In Norwegen machten sich gestern 367 Solo-Starter:innen beim TCR auf ihren langen Weg quer durch Europa. Nach rund 4.800 Kilometern endet das längste und härteste unsupported-Rennen der Welt im griechischen Kalamata. "Der Start war sehr beeindruckend. Das Teilnehmerfeld mit 367 Leuten ist enorm und zeigt den Boom von unsupported-Rennen deutlich", sagte der Steirer in Trondheim. Bei seinem ersten Rennen in Norwegen ist er vor allem von der Natur beeindruckt: "Norwegen ist der Hammer mit den Fjorden, Wasserfällen, Flüssen und Bergen. Die erste Nacht, wo ich keine Schlafpause machte, war richtig hart. Um Mitternacht wird es dunkel und um 3 Uhr Früh wieder hell. Dabei hatte es um die 0 Grad und meine Zehen und Finger froren ziemlich. Für so kalte Temperaturen habe ich nicht die richtige Bekleidung mit. Aber es wird bald wärmer", ergänzt der Dauersieger des Race Across America.

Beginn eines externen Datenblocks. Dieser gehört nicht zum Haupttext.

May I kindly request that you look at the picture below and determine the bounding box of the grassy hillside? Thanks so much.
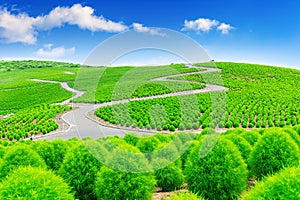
[96,63,300,130]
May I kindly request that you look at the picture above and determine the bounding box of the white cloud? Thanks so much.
[0,9,37,44]
[35,44,75,58]
[34,4,127,32]
[132,23,166,37]
[217,23,234,34]
[0,4,128,44]
[182,18,219,32]
[181,18,234,34]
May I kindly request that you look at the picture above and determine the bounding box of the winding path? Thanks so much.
[31,65,228,140]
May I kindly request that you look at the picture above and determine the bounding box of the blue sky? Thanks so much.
[0,0,300,68]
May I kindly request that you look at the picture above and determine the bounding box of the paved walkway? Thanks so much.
[32,65,228,140]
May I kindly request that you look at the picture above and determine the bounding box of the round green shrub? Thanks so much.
[137,136,161,153]
[0,166,74,200]
[249,129,300,178]
[152,133,172,143]
[0,145,6,158]
[223,128,246,135]
[136,136,161,161]
[282,128,300,148]
[224,134,252,164]
[293,124,300,136]
[58,144,102,199]
[94,145,156,200]
[0,145,47,178]
[241,130,261,146]
[201,128,216,135]
[184,135,248,199]
[151,159,184,192]
[241,167,300,200]
[31,140,67,171]
[124,133,139,146]
[151,142,181,168]
[166,192,204,200]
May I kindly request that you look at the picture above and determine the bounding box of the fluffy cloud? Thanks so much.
[35,44,75,58]
[217,23,234,34]
[0,4,128,44]
[182,18,219,32]
[132,23,166,36]
[181,18,233,34]
[0,9,37,44]
[34,4,127,32]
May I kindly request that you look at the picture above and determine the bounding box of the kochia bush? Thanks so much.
[151,159,184,192]
[0,166,74,200]
[185,135,247,199]
[0,145,46,178]
[224,134,252,164]
[167,192,204,200]
[94,147,156,200]
[240,130,261,146]
[242,167,300,200]
[58,144,102,199]
[249,129,300,178]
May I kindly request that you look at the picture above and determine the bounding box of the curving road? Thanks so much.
[31,65,228,140]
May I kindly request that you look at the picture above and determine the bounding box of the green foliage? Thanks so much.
[32,139,67,171]
[151,158,184,192]
[136,136,161,153]
[249,129,300,178]
[0,145,6,159]
[58,144,102,199]
[224,134,252,165]
[241,167,300,200]
[0,167,74,200]
[293,124,300,136]
[96,63,300,131]
[166,192,203,200]
[185,135,247,199]
[241,130,261,146]
[95,145,155,200]
[0,104,71,140]
[132,81,205,97]
[124,133,139,146]
[283,128,300,149]
[0,145,46,179]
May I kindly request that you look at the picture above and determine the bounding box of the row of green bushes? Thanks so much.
[0,126,300,200]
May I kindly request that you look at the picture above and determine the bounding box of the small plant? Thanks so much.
[224,134,252,165]
[0,166,74,200]
[249,129,300,178]
[58,144,102,199]
[166,192,204,200]
[124,133,139,146]
[151,159,184,192]
[241,167,300,200]
[241,130,261,146]
[94,144,156,200]
[0,145,47,178]
[32,140,67,171]
[185,135,247,199]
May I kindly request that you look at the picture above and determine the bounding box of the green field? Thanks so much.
[96,63,300,131]
[0,125,300,200]
[0,61,300,200]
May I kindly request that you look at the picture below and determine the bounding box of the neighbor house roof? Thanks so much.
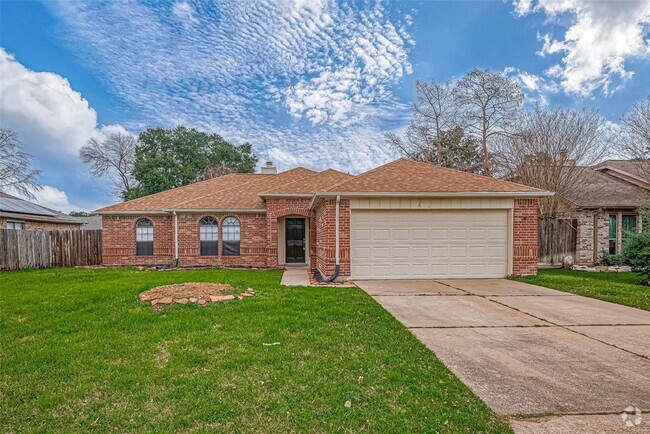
[593,160,650,188]
[97,167,316,214]
[0,191,81,224]
[563,167,648,209]
[327,158,546,194]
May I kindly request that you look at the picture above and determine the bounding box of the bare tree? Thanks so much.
[454,69,524,175]
[615,95,650,180]
[406,80,456,164]
[79,133,138,198]
[494,106,607,217]
[0,129,41,199]
[198,163,237,181]
[385,124,483,173]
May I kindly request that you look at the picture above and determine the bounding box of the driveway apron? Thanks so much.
[356,279,650,433]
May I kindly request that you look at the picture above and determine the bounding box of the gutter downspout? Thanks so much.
[325,196,341,282]
[173,211,178,267]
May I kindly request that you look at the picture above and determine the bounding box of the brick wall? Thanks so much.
[103,214,267,267]
[512,199,539,276]
[315,199,350,280]
[0,217,81,231]
[102,215,174,266]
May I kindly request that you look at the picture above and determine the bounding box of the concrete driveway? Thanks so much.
[356,279,650,433]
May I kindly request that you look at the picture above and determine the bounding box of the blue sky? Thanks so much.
[0,0,650,211]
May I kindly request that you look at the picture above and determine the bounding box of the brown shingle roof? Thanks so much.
[327,158,543,193]
[262,169,354,195]
[564,167,648,209]
[171,167,316,209]
[97,167,315,213]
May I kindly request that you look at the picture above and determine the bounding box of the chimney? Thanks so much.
[262,161,278,175]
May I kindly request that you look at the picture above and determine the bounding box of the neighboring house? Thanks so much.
[96,159,551,279]
[72,214,102,230]
[0,192,82,231]
[564,160,650,265]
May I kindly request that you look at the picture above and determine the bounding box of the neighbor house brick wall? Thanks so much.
[315,199,351,280]
[103,213,266,267]
[0,217,81,231]
[265,198,317,267]
[512,199,539,276]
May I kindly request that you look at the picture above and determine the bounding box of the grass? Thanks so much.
[0,269,510,433]
[516,270,650,310]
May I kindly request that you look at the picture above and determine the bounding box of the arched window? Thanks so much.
[199,216,219,256]
[221,217,240,256]
[135,219,153,256]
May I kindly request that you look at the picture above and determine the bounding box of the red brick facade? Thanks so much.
[0,217,81,231]
[266,198,317,267]
[102,213,267,267]
[314,199,351,278]
[103,198,538,279]
[512,199,539,276]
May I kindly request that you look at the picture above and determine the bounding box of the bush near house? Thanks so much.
[621,231,650,283]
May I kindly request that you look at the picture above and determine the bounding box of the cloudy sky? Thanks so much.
[0,0,650,211]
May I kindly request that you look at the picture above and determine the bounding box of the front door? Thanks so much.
[285,218,305,263]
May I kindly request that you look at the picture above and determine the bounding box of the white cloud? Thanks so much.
[0,48,124,154]
[172,1,199,24]
[49,0,413,170]
[9,185,81,213]
[513,0,650,96]
[503,66,559,105]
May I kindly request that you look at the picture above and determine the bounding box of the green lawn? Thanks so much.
[516,270,650,310]
[0,269,510,433]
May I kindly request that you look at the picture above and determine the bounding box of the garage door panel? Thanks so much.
[351,210,508,279]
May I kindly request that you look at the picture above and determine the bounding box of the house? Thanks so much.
[563,160,650,265]
[96,159,552,279]
[0,191,82,231]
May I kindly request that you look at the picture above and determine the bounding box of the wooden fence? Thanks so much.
[538,219,578,265]
[0,229,102,270]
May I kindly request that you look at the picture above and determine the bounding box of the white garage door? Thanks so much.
[351,210,508,280]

Perfekter Start ins Rennen
"Es geht so richtig gut dahin und ich fand gleich einen tollen Rhythmus. Derzeit liegt der Schweizer TCR-Sieger von 2024 Robin Gemperle mit einem kleinen Vorsprung in Führung. Dahinter matche ich mich mit einigen Konkurrenten um die Plätze zwei bis fünf. Wenn ich an das Vorjahr zurückdenke, da lag ich nach der ersten Nacht um Rang 30. Von daher läuft es heuer optimal und viel besser", sagt Strasser. Der 43-Jährige nähert sich dem ersten Checkpoint, wo von der Rennleitung vorgegebene Passagen von allen Starter:inne absolviert werden müssen. Beim Aurlandsfjord führt die Strecke über den berühmten Rallarvegen, eine rund 70 Kilometer lange Schotterstraße, bis in den Wintersportort Geilo. Anschließend geht es durch Südnorwegen nach Schweden.